5 thoughts on “IVG e taxas moderadoras – da demagogia sobre o espírito da lei”

  1. Uma gravidez indesejada não é uma doença. Se não é feito nenhum registo das IVG’s, não podendo portanto ser agravadas as taxas moderadoras em caso de reincidência, um montante razoável como taxa moderadora parece-me legítimo, desde que proporcional e equivalente às outras que já existem. E se a candidata à IVG não puder pagá-la no imediato, pois deverá haver mecanismos de compensação para esses casos, como a possibilidade de poder ficar em dívida por um certo prazo, ou eventualmente ser paga em horas de voluntariado, num serviço público onde o mesmo se enquadre, por exemplo. O que não faz qualquer sentido é não haver taxas moderadoras para as IVG’s e haver para a generalidade das utilizações voluntárias do SNS.
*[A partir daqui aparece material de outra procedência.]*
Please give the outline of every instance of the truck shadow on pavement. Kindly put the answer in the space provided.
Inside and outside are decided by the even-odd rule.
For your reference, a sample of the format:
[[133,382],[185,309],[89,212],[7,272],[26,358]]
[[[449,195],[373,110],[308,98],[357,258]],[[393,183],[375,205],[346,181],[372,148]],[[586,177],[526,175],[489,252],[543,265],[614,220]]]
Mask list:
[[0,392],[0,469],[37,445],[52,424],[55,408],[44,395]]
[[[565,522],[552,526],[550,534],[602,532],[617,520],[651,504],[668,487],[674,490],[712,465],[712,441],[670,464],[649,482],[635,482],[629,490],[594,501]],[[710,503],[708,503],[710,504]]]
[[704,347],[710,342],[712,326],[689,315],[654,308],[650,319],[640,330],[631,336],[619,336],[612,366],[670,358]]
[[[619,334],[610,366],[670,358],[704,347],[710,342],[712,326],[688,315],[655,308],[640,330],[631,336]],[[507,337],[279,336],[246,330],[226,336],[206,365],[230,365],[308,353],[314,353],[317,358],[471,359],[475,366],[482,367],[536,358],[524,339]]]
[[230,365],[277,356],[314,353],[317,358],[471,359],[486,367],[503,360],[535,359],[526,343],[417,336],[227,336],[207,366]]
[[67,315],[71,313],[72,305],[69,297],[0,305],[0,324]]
  2. oh pázinha! ganha juízo, agora o sns atende anónimos e em caso de morte avisa o soldado desconhecido, tudo em nome do sigilo e da liberdade da mulher.

  3. Mas, Dr.ª Isabel Moreira, por esse seu raciocínio, a ausência de multas de estacionamento, por exemplo, também seria um garante do sigilo e da liberdade dos automobilistas: se eu for multado em Viseu no dia de S. Mateus, toda a gente fica a saber que fui lá às festas…

    Ou, agora a sério, qualquer um de nós pode ir inspeccionar os registos das taxas moderadoras cobradas num Hospital público, seja por motivo de IVG, seja lá por que motivo for?